A three-week trial as a Baltimore Sun illustrator never panned out, either, but it produced some funny illustrations for a series of tongue-in-cheek letters to the editor about the “cruelty” of skeet shooting, said David Ettlin, a former Sun editor and founding member of the Baltimore Science Fiction Society.

“It was a jab at people who had the money to go to the country club,” he said.

Jeff Landaw, a friend and former longtime Sun copy editor, called him “a really good guy and a talented artist.”

Mr. Edelman, who created the original “Marvel” Doctor Minerva character in 1977, was glad he had the chance to interview Mr.
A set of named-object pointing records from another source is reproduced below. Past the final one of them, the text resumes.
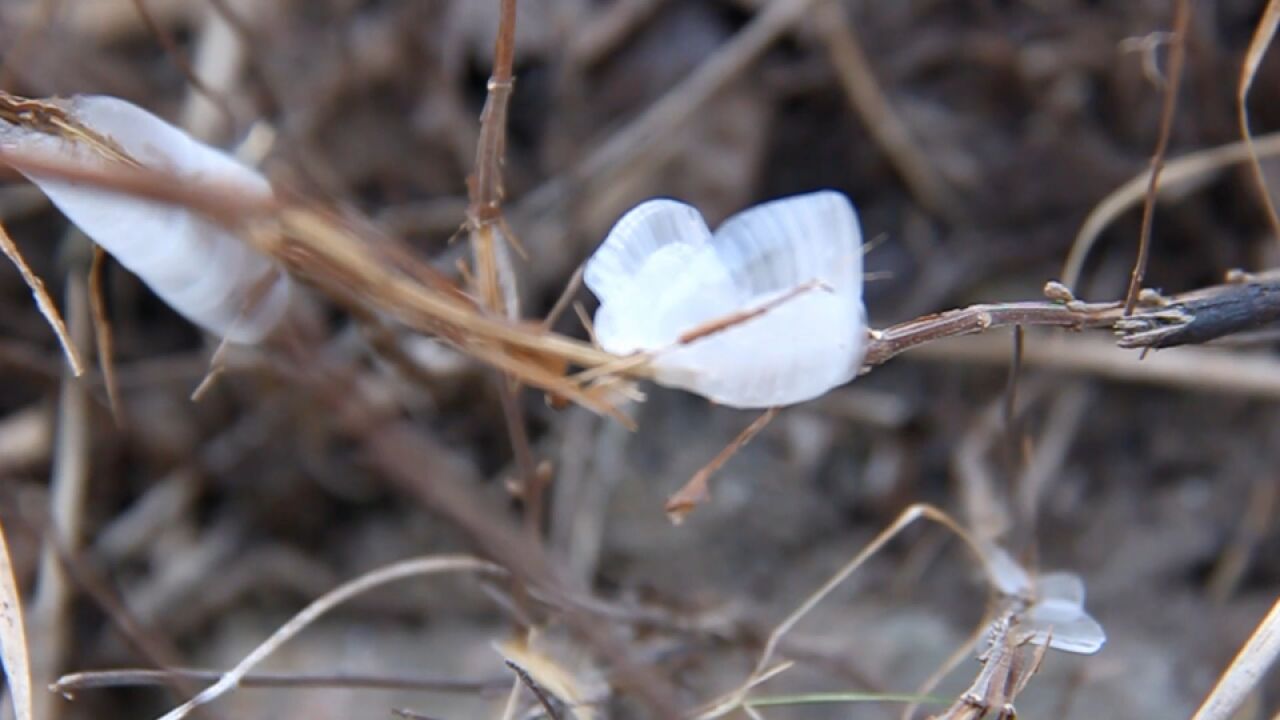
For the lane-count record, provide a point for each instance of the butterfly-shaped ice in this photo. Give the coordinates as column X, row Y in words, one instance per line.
column 200, row 269
column 1054, row 605
column 663, row 276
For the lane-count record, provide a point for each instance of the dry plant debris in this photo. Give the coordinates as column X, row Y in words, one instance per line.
column 149, row 532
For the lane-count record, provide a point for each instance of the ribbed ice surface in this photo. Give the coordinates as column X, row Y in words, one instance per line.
column 661, row 274
column 201, row 270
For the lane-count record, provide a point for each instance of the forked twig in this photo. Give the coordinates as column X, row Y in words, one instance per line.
column 46, row 305
column 696, row 491
column 734, row 700
column 1178, row 54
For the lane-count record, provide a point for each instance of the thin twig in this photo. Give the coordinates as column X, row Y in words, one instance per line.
column 1176, row 57
column 103, row 336
column 138, row 677
column 1258, row 45
column 401, row 570
column 539, row 692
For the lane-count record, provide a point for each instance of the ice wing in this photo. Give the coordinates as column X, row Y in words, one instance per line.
column 645, row 229
column 784, row 244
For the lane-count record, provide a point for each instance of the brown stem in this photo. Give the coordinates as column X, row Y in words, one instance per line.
column 1178, row 54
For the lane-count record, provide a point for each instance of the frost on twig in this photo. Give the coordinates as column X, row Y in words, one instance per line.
column 200, row 269
column 1048, row 607
column 764, row 311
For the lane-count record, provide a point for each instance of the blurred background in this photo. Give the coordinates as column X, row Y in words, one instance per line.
column 974, row 137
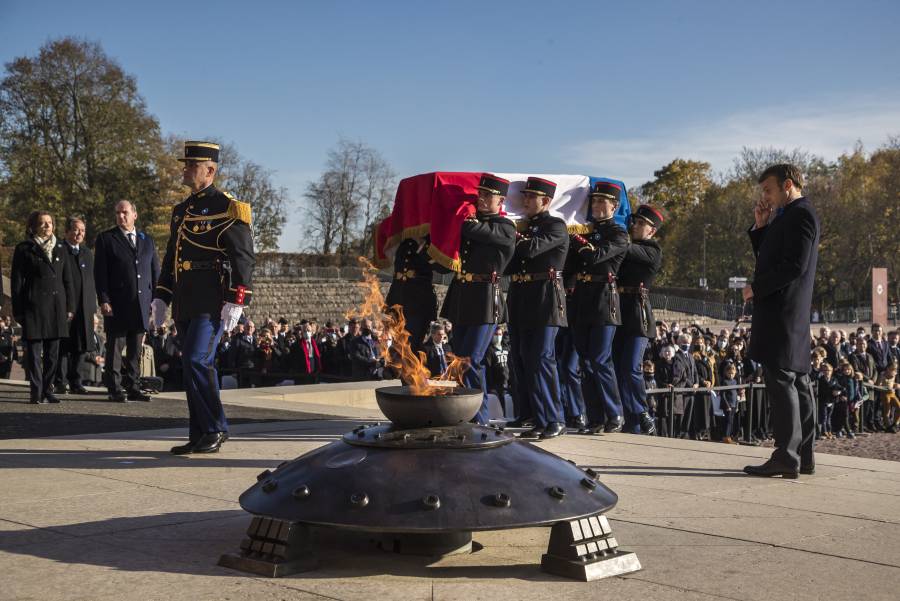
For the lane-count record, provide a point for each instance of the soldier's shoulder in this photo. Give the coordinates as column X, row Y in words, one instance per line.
column 237, row 209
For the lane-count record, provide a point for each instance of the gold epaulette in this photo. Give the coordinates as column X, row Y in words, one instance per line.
column 238, row 210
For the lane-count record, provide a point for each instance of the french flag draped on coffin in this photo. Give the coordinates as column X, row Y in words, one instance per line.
column 437, row 204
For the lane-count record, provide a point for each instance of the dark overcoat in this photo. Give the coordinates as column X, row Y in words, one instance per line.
column 539, row 302
column 787, row 251
column 42, row 292
column 596, row 300
column 125, row 277
column 642, row 262
column 81, row 268
column 486, row 247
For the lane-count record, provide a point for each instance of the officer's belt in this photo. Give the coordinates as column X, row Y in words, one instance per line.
column 478, row 277
column 405, row 275
column 596, row 278
column 201, row 265
column 534, row 277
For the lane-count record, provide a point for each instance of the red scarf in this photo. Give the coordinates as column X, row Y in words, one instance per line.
column 303, row 342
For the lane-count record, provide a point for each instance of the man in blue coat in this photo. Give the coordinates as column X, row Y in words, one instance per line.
column 785, row 241
column 126, row 268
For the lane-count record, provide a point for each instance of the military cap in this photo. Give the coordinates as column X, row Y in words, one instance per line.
column 493, row 184
column 649, row 214
column 541, row 187
column 200, row 151
column 606, row 189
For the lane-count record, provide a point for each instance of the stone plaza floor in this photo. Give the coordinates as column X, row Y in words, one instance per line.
column 115, row 516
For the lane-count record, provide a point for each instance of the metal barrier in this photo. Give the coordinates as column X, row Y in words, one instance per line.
column 748, row 409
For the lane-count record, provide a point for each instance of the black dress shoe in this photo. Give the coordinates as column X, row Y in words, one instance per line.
column 533, row 433
column 209, row 443
column 614, row 425
column 648, row 424
column 578, row 422
column 553, row 430
column 591, row 428
column 184, row 449
column 770, row 468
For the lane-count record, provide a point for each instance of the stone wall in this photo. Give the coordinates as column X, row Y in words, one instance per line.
column 297, row 299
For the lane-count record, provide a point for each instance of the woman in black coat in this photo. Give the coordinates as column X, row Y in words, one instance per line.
column 43, row 302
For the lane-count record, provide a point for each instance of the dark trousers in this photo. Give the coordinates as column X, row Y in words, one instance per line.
column 201, row 383
column 123, row 374
column 630, row 378
column 534, row 350
column 71, row 362
column 594, row 346
column 569, row 377
column 40, row 364
column 794, row 420
column 472, row 342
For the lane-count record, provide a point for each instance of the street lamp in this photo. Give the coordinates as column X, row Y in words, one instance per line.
column 704, row 284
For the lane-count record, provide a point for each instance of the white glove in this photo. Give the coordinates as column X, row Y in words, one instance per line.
column 231, row 313
column 158, row 311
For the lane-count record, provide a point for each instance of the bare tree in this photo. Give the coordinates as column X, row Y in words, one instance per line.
column 350, row 196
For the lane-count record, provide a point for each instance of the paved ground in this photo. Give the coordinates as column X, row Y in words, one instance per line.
column 114, row 516
column 86, row 414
Stiles before his death.

“The hole in the science-fiction community left by his absence is immense,” he said.

Plans for a funeral, to be held at Sol Levinson & Bros. in Pikesville, and a burial at the Maryland Veterans’ Cemetery in Crownsville, are incomplete.

Mr. Stiles was preceded in death by his parents and a brother, Jeff Stiles. In addition to Mrs. Stiles, he is survived by another brother, Randy Stiles of New York, and three nephews and a niece.